The agency said the poster — on which the words "meat kills" and "go vegetarian" were transposed over the names of deadly diseases, of which swine flu featured most prominently — was misleading and could cause undue fear and distress.
But the ASA noted that of the four diseases referred to on the poster — E. coli, mad cow, swine flu and MRSA — only two were known to have originated from eating meat, and said the advert could cause some readers to wrongly infer swine flu could be caught in this way.

Perhaps the ASA figured out that an organization whose Senior Vice President breathlessly says that “[w]e’d love it if the world turned vegan tomorrow” isn’t going to give meat a fair shake.
PETA is also in the news for offering a $2,500 reward for information in a case of four dead pit bulls found in a trash bin. Does the crime sound familiar? Yep. PETA’s own employees went on trial after they were caught red-handed dumping 31 pets in the trash to rot in 2005. Right after killing them in the back of a PETA-owned van.
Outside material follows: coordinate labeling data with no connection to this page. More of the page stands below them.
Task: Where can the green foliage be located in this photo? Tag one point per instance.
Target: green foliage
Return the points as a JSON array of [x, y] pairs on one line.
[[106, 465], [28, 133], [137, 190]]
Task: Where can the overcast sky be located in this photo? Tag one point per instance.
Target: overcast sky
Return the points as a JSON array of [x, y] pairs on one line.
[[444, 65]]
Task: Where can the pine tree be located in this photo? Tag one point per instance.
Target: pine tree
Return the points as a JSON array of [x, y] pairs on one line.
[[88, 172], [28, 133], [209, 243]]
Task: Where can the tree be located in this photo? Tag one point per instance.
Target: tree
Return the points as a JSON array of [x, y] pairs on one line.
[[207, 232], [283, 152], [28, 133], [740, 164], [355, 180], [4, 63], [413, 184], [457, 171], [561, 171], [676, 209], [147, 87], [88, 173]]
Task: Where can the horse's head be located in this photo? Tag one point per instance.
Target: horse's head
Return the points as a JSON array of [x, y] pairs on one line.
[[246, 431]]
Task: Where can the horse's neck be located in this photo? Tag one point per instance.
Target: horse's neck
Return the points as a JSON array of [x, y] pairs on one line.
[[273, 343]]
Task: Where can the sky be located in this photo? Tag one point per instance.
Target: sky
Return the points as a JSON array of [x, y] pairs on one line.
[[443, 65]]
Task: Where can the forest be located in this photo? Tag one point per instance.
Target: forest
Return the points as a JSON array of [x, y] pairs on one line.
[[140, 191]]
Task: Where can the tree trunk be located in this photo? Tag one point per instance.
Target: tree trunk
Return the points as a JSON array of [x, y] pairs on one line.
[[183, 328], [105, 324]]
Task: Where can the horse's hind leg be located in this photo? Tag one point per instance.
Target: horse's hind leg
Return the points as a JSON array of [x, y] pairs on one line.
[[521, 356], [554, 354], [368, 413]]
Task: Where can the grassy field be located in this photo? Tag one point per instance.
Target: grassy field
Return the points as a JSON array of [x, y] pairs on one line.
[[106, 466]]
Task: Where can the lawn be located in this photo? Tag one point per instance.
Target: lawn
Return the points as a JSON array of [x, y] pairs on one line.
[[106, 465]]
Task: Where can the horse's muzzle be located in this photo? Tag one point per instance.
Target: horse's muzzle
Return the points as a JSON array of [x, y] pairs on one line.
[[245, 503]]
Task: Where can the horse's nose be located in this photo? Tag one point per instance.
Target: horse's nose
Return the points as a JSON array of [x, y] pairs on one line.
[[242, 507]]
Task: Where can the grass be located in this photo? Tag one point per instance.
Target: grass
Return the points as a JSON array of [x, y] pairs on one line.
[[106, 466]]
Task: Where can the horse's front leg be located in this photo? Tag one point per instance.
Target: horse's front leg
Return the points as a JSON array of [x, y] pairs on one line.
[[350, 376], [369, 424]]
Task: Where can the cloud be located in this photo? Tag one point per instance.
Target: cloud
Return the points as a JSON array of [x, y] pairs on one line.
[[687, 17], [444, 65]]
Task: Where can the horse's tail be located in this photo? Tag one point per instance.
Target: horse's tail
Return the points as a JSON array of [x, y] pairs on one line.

So let’s review the PETA philosophy: Meat makes you sick, at least until someone reminds the public that it doesn’t. And animals aren’t garbage—unless it’s PETA doing the trash dumping. PETA has killed more than 21,000 dogs, cats, and other “companion animals” since 1998, and it’s suddenly upset over the deaths of four dogs.
Pot? Kettle? You can’t spell “pathetic” without the letters P, E, T, and A.